If you are on an ASIAIR Pro (instead of the better designed original ASIAIR plastic enclosure from Raspberry Pi), and the router is more than a couple of feet away from the ASIAIR, depending on orientation of the ASIAIR relative to your router (antenna directivity), and how many WiFi signals are in your neighborhood (signal to noise ratio of the WiFi signal), what you see is quite typical of what happens when you bury a microwave antenna inside a metal box (Faraday Cage). There are some orientations that won't work with a separation of just 5 feet, especially if you have a neighbor with a strong WiFi signal.
You may be able to site your ASIAIR Pro on a tripod leg (so its orientation does not change when you move the OTA) and change its orientation until it connects (and never move it again).
A better way is to not use WiFi (either Hotspot or Station Mode) on the ASIAIR at all (why use anything that is designed to fail).
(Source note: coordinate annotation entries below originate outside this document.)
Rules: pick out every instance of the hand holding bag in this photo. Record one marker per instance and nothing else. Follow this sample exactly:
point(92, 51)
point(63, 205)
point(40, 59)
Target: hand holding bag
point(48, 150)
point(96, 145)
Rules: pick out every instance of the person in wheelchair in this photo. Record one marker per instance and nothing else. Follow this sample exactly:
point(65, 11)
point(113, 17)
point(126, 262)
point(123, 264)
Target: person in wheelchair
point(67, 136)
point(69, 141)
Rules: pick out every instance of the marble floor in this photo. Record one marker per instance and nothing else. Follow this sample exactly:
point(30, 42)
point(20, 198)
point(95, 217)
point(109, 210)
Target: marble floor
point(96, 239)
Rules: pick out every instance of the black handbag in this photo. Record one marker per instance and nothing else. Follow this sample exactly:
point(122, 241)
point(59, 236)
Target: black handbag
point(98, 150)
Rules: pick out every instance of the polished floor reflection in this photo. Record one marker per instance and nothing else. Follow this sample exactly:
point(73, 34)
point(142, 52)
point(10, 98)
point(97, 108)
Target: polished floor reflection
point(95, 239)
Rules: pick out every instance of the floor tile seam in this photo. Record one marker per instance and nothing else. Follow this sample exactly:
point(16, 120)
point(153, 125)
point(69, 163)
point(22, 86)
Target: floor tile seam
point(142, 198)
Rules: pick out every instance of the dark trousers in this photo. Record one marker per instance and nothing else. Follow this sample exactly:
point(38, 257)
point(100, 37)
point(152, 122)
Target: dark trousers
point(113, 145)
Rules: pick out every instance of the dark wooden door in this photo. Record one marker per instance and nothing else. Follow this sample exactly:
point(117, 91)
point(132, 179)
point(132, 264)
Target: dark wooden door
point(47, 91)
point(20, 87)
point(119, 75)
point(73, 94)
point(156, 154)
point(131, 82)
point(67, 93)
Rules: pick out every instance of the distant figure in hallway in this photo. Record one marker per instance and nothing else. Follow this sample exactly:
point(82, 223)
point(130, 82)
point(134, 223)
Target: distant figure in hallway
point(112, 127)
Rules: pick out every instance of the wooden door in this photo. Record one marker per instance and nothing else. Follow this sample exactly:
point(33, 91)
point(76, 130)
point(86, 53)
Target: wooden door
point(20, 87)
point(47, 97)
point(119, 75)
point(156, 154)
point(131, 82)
Connect the ASIAIR's LAN port to the LAN port of your router with a Cat5 cable, or to the LAN port of a wireless extender, with the extender wirelessly connected to your network.
If you have a spare USB port on your ASIAIR, you can also use a USB WiFi dongle like this one
https://www.amazon.com/Edimax-EW-7811Un-V2-Compatible-2-6-18-4-14/dp/B08F2ZNC6J
The above is only capable of 150 Mbps but better than nothing, and Raspbian (Raspberry Pi OS) has a prebuilt driver for the dongle above (ASIAIR worked when I tried; it is no secret that ASIAIR rides on top of Raspbian), but no driver for the faster dongles that I have on hand like the Edimax EP-AC1617. So, it is better to use something like the TP-Link travel router (which works off 5V -- and can even be powered off of one of ASIAIR's USB port) that is configured as an extender, and connecting the ASIAIR to it with an Ethernet cable.